Зыбкина. Диковинное дело, что у такого богатого, знаменитого купца дочь засиделась.
Филицата. Какой он богатый, какой знаменитый! Бабушка характерна, а он – балалайка бесструнная: никакого толку и не жди от них. Старуха-то богата, а у него своего ничего нет; он торгует от нее по доверенности, – дана ему небольшая; во сколько тысяч, уж не знаю. Да и то старуха за него каждый год приплачивает.
Зыбкина. Что ж им за радость в убыток торговать?
Филицата.

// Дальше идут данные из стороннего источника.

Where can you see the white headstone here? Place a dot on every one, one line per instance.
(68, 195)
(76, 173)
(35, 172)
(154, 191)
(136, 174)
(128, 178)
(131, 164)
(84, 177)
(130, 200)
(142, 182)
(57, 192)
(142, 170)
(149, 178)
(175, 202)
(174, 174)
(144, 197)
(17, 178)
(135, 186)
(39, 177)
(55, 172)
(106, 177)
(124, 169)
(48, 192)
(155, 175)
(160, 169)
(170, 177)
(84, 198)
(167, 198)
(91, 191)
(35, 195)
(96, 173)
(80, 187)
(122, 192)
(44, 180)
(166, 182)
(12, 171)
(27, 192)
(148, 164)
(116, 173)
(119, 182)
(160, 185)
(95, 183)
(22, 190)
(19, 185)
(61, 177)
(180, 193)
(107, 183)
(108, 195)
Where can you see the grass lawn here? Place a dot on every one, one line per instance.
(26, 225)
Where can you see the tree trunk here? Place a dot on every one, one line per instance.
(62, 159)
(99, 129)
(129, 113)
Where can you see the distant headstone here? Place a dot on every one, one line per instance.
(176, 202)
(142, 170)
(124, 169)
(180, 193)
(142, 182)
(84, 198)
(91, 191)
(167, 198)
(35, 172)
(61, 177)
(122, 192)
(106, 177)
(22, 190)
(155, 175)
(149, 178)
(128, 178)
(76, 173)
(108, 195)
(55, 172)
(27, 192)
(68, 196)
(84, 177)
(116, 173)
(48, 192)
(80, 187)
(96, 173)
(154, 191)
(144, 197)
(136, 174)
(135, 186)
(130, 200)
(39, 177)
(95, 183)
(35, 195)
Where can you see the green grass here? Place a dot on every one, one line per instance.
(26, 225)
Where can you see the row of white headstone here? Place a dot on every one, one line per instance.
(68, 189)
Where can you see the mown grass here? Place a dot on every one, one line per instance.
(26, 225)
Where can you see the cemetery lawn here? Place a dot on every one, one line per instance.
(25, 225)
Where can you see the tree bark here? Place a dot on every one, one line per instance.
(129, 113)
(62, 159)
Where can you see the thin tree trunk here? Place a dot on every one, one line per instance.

Бабушка так рассуждает: хоть и в убыток, все-таки ему занятие; нарушь торговлю – при чем же он останется. Да уж морщится сама-то: видно, тяжело становится; а он – что дальше, то больше понятие терять начинает. Приказчик есть у нас, Никандра, такой-то химик, так волком и смотрит; путает хозяина-то еще пуще, от дела отводит; где хозяину – убыток, а ему – барыш. Слышим мы, на стороне-то так деньгами и пошвыривает, а пришел в одном сертучишке.
Зыбкина. Знаю я все это; сын мне сказывал.
Филицата. Ты за каким делом к хозяину-то пришла?
Зыбкина. Все об сыне. Да занят, говорят, хозяин-то; подождать велели. Взять я сына-то хочу, да опять беда – долг меня путает. Как поставила я его к вам на место, так хозяин мне вперед двести рублей денег дал – нужда была у меня крайняя. И взял хозяин-то с меня вексель, чтоб сын заживал. Да вот горе-то мое: нигде Платоша ужиться не может!
Филицата. Отчего бы так? Кажется, он парень смирный.
Зыбкина. Такой уж от рождения. Ты помнишь, когда он родился-то? В этот год дела наши расстроились; из богатства мы пришли в бедность; муж долго содержался за долги, а потом и помер – сколько горя-то было у меня. Вот, должно быть, на ребенка-то и подействовало, и вышел он с повреждением в уме.
Филицата. Какого же роду повреждение у него?
Зыбкина. Все он, как младенец, всем правду в глаза говорит.
Филицата. В совершенный-то смысл не входит?
Зыбкина. Говорит очень прямо; ну, значит, ничего себе в жизни составить и не может. Учился он хоть на медные деньги, а хорошо, и конторскую науку он всю понял; учителя все его любили и похвальные листы ему давали – и теперь у меня в рамках на стенке висят. Ну, конечно, всякому мило в ребенке откровенность видеть, а он и вырос, да такой же остался. Учатся бедные люди для того, чтоб звание иметь да место получить; а он чему учился-то, все это за правду принял, всему этому поверил. А по-нашему, матушка, по-купечески: учись, как знаешь, хоть с неба звезды хватай, а живи не по книгам, а по нашему обыкновению, как исстари заведено.
Филицата. Что ж ему у нас-то не живется?
Зыбкина. Да нельзя, матушка. Поступил он к вам в контору булгахтером, стал в дела вникать и видит, что хозяина обманывают; ему бы уж молчать, а он разговаривать стал. Ну, и что же с ним сделали? Начали все над ним смеяться, шутки да озорства делать, особенно Никандра; хозяину сказали, что он дела не смыслит, книги путает; оттерли его от должности и поставили шутом. (Оглядываясь.) Какой у вас сад распрекрасный!
Филицата. Сама старуха за всем наблюдает, и сохрани Бог, коли кто хоть одно яблоко тронет. А куда бережет? Ведь не торговать ими. Ужо, к вечеру, я пойду со двора, так занесу тебе десяточек, либо два.